Oops! That’s from Chapter 3, “Ignition,” and all I can say is … oof, pretty much all of that has come to pass, despite Berners-Lee’s best efforts. In this sense, I agree with his politics!
So far, however, it seems like Berners-Lee will not be the one to shepherd the second coming of the web. He spends a far amount of pages championing his Solid project, a new type of protocol designed for the storage and communication of personal data. I had never had of Solid before despite it being around for nearly ten years and receiving a great deal of corporate investment. It feels DOA, at least without a great deal of regulatory changes, and Berners-Lee comes across in these chapters are out of touch.

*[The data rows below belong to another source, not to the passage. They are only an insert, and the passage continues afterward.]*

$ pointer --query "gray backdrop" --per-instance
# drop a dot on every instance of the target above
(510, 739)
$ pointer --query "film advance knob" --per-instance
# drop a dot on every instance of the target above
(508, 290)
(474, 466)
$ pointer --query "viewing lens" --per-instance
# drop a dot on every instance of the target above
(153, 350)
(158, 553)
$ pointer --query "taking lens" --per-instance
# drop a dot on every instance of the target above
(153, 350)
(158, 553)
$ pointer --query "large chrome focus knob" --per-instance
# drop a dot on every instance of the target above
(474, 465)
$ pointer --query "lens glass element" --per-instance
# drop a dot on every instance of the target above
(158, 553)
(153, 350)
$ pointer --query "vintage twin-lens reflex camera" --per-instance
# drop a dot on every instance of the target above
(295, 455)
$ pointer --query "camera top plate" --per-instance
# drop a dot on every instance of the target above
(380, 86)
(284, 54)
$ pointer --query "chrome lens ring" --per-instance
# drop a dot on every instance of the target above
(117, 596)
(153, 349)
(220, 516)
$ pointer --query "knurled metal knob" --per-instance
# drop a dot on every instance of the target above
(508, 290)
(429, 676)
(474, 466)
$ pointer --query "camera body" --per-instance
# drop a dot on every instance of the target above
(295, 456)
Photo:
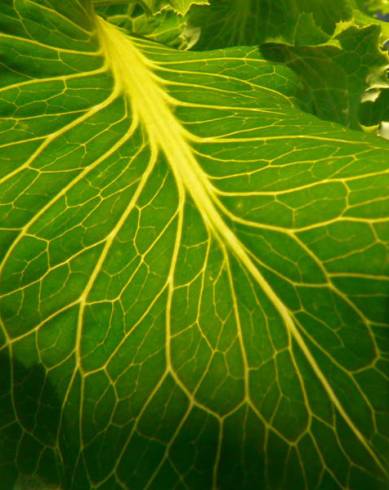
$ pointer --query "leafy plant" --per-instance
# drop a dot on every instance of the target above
(195, 245)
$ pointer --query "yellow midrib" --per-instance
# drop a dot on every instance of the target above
(134, 75)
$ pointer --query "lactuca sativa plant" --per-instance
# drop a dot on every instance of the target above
(195, 245)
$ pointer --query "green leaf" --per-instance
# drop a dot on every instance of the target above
(194, 276)
(166, 27)
(180, 6)
(301, 22)
(334, 78)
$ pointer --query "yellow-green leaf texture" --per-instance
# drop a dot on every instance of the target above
(194, 272)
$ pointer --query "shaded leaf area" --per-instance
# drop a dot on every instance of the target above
(194, 272)
(166, 27)
(334, 78)
(247, 22)
(336, 61)
(373, 112)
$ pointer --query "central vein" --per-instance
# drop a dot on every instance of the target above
(152, 107)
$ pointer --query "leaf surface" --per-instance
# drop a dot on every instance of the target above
(194, 274)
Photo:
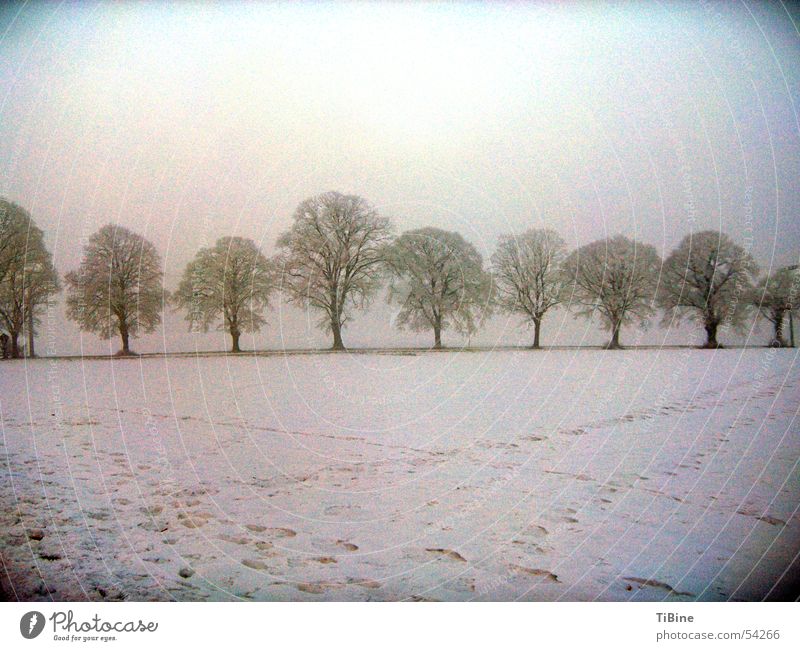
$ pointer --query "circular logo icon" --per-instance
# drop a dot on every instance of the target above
(31, 624)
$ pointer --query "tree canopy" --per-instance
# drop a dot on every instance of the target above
(708, 279)
(615, 279)
(528, 274)
(332, 257)
(118, 286)
(230, 283)
(437, 279)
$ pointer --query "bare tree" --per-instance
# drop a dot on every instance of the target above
(118, 286)
(528, 274)
(615, 278)
(13, 223)
(232, 282)
(437, 279)
(775, 297)
(29, 280)
(332, 257)
(708, 279)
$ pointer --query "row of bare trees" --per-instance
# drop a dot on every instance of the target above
(339, 252)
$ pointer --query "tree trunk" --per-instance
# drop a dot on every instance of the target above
(778, 341)
(336, 328)
(614, 343)
(437, 333)
(711, 334)
(30, 331)
(123, 333)
(537, 326)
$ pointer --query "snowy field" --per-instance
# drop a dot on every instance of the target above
(557, 475)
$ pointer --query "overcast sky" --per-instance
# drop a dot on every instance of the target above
(192, 121)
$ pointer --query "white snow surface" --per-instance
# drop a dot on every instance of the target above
(506, 475)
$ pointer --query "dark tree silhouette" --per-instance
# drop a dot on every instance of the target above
(529, 276)
(118, 286)
(230, 282)
(708, 279)
(332, 257)
(29, 277)
(776, 296)
(615, 279)
(437, 279)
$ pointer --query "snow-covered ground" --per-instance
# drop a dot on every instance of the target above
(571, 475)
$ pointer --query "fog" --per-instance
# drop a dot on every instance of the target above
(192, 121)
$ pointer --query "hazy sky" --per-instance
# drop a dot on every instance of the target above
(191, 121)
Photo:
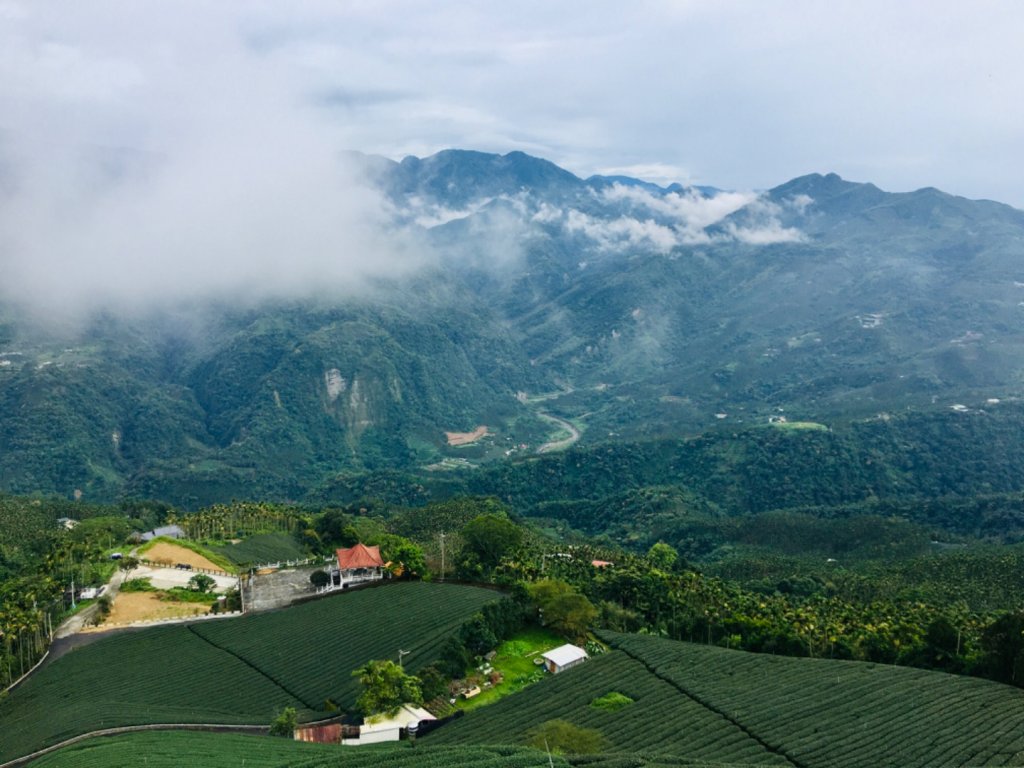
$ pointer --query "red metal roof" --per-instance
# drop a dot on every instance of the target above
(359, 556)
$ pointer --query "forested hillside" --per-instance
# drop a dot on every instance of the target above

Likewise, I’m very disappointed in how uncritically he embraces LLMs. I had this moment where he starts talking about how great they are and how he uses them to help him write his Design Issues blog, and I literally went, “Oh, TimBL, noooooooooo.” It’s like watching someone you respect shovelling a massive handful of mud into their mouth and then happily chewing and swallowing it; what are you doing, my guy? The oceans are boiling and your toys are running rampant across your web, threatening the stability and durability of the entire project, and you think they’re cool??
I want to say, “Make it make sense,” but the dismissive part of me simply wants to spread her hands and shrug: so-called “smart” rich white guys really are vulnerable to “cool technology” vibes.
But I digress. These criticisms in mind, I still recommend This Is for Everyone. Stephen Witt (author of How Music Got Free) did a good job ghostwriting. Maybe this is just nostalgia-bait for my addled millennial mind, but this book got me thinking. Thinking about possibilities, about progress, about politics. If you can sweep aside the memoir and manifesto parts, the history part is illuminating indeed. I love the web, and for that I owe much to Tim Berners-Lee. He or CERN could have sold it. They made it for everyone, and as much as I criticize him, I believe Berners-Lee truly believes in his mission to keep the web open. For that, I am grateful.